The Turkish opposition could have engaged with the Syrian refugee community as a source of potential support for its political cause, but instead, it turned them into an object of fear—and lost the election.
- Kaya Genç
Yet refugees have become a popular target in a country in financial meltdown. Some opposition supporters explained away Kılıçdaroğlu's defeat by claiming 2 million Syrians were allowed to vote. (In fact, the number of Turkish citizens who were born in a foreign country and were allowed to vote in the elections was 240,000.) Among opposition politicians, how many lent a sympathetic ear to the working and living conditions of Syrians, instead of airing conspiracy theories about their supposed naturalization processes?

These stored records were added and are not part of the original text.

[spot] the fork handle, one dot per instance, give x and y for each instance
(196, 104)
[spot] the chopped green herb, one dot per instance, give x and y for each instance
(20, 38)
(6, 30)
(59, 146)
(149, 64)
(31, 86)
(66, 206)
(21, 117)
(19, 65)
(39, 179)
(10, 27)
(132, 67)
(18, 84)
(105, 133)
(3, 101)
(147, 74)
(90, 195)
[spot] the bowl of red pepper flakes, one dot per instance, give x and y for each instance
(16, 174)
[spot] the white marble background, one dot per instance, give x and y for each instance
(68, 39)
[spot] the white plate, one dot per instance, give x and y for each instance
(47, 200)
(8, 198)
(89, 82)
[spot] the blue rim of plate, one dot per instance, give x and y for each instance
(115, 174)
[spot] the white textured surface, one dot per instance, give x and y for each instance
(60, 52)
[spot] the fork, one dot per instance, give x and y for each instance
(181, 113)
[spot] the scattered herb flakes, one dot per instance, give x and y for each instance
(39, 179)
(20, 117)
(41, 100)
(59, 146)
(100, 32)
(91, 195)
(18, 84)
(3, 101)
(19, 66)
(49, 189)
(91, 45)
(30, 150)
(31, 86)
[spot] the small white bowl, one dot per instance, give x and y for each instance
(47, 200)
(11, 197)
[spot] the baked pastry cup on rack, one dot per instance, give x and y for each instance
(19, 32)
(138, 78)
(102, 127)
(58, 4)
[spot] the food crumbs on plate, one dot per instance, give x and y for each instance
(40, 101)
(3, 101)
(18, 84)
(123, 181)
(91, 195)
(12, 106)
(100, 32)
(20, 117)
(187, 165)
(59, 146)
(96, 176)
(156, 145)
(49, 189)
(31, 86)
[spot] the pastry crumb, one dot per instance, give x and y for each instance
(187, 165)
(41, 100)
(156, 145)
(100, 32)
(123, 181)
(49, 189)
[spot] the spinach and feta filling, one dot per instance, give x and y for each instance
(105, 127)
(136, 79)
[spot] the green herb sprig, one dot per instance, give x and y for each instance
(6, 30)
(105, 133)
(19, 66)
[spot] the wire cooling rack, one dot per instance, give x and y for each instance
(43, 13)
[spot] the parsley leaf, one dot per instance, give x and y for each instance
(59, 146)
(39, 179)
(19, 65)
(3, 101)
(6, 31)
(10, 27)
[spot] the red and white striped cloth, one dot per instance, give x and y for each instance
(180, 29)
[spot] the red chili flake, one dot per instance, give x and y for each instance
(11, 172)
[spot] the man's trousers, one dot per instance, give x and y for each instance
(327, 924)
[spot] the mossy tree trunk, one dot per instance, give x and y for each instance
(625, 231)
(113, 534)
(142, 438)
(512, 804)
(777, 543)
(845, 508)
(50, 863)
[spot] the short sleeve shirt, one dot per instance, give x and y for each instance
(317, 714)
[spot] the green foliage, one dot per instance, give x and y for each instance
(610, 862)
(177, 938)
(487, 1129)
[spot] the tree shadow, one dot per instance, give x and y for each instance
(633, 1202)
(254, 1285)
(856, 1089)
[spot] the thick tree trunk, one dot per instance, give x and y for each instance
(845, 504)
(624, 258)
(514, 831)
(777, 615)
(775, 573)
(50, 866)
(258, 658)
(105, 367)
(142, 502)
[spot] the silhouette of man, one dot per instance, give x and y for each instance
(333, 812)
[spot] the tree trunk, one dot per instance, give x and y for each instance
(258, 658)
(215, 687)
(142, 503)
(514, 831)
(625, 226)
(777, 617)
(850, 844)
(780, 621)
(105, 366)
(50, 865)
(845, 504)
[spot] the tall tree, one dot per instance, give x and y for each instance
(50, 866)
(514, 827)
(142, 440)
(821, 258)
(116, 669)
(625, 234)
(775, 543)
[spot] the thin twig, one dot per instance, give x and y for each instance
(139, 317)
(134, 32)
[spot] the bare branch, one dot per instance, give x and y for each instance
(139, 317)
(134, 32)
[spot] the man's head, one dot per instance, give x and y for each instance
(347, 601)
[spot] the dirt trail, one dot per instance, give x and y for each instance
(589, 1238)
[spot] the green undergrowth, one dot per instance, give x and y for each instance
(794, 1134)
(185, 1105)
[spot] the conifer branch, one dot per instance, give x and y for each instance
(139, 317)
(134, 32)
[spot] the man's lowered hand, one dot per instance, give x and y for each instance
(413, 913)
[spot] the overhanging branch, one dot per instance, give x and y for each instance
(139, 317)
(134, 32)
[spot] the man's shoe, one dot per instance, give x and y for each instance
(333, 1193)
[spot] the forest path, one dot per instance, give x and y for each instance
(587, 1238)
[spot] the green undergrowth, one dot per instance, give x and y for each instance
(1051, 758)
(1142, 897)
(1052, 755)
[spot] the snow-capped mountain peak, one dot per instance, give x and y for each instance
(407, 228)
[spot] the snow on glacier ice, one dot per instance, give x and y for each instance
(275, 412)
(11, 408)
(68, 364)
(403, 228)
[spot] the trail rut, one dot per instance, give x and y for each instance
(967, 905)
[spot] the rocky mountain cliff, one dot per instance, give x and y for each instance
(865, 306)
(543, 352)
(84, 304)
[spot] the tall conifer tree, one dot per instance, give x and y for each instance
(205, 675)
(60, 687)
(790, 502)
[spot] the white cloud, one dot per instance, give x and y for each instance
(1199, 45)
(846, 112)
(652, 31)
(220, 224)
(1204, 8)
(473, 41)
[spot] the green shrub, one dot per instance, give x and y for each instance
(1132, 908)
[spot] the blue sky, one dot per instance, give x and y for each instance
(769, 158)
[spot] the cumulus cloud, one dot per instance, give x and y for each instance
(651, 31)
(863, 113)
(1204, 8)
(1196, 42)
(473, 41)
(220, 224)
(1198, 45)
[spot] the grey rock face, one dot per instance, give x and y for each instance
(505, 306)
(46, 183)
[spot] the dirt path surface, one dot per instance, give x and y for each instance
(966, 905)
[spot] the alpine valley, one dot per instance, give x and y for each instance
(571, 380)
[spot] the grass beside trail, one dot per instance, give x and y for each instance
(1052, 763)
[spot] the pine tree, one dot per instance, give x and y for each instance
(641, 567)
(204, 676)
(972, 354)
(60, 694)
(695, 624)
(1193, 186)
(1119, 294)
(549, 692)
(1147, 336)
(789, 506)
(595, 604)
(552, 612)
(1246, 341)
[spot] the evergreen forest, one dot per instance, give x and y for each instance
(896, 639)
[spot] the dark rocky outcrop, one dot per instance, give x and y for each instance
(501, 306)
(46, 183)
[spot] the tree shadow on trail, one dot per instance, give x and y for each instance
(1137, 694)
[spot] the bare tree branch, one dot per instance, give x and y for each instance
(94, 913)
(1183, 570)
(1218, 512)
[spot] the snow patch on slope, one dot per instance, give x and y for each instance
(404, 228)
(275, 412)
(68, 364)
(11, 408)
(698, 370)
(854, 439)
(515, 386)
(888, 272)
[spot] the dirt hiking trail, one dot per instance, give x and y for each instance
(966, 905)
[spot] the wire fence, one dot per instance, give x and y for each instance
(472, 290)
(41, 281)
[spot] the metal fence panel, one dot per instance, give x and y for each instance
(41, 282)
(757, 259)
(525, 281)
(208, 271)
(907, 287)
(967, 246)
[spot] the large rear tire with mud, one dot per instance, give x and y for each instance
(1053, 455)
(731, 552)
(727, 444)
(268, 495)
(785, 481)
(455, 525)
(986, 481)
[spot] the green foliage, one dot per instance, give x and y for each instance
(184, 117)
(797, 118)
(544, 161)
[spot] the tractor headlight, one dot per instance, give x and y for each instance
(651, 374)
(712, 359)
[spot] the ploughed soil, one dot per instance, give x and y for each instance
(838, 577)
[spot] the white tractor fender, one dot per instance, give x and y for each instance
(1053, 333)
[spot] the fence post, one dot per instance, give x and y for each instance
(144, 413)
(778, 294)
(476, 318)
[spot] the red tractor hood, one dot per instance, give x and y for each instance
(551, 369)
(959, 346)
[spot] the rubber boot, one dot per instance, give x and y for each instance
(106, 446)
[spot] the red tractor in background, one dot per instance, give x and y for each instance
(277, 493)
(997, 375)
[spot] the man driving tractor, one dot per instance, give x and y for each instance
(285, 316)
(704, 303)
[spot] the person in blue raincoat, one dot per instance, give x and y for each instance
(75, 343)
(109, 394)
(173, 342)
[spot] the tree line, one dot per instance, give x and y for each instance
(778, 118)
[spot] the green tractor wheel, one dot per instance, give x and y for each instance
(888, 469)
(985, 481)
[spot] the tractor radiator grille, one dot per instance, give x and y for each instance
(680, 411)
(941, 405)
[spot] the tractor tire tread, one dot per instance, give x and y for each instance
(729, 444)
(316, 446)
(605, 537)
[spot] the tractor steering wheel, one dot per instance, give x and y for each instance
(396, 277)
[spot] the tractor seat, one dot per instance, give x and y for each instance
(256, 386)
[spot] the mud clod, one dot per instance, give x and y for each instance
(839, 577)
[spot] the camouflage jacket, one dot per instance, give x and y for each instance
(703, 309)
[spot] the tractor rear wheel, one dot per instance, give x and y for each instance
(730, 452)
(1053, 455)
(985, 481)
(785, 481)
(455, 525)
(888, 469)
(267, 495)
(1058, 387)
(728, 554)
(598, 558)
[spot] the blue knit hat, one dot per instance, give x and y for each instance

How many visited their community centers and addressed their panic over being deported back to Assad's dictatorship? The Turkish opposition could have engaged with the Syrian community as a source of potential support for its political cause, but instead, it turned them into an object of fear—and lost the election.
And it did this all while Syrians themselves are increasingly making their voice heard in Turkey. In January, Syrian factory workers in the border city of Gaziantep went on strike, demanding raises to their monthly wages of 8,000 Turkish lira (about $444 at the time, with Turkey's currency collapsing) so they could afford the daily staples of fruit, milk and meat. The monthly minimum wage in Turkey was raised in June to 11,402 lira, or barely $440, with the lira at records lows against the U.S. dollar. Yet apart from restaurants, construction sites and textile factories, Syrians have little visibility in other sectors of the Turkish economy. In the country's vibrant publishing and art worlds, for example, where galleries, museums and publishing houses could easily collaborate with refugees to produce artworks, books and other cultural products, there is almost no activity involving Syrians.
For Turkey's establishment, both the Istanbul bourgeoisie and the pious capitalists of Erdogan's AKP, then, Syrians are increasingly seen as an underclass, and a convenient scapegoat for the country's economic crisis, even as they are exploited as cheap labor. By not embracing the existence of this massive, othered section of Turkish society, and instead turning on Syrians and other Arab exiles who share the burdens of Turkey's autocratic system as much as, if not more than Turkish dissidents do, Turkey's opposition didn't just lose to Erdoğan and his far-right allies. They proved they don't deserve to govern this country until they show solidarity with refugees.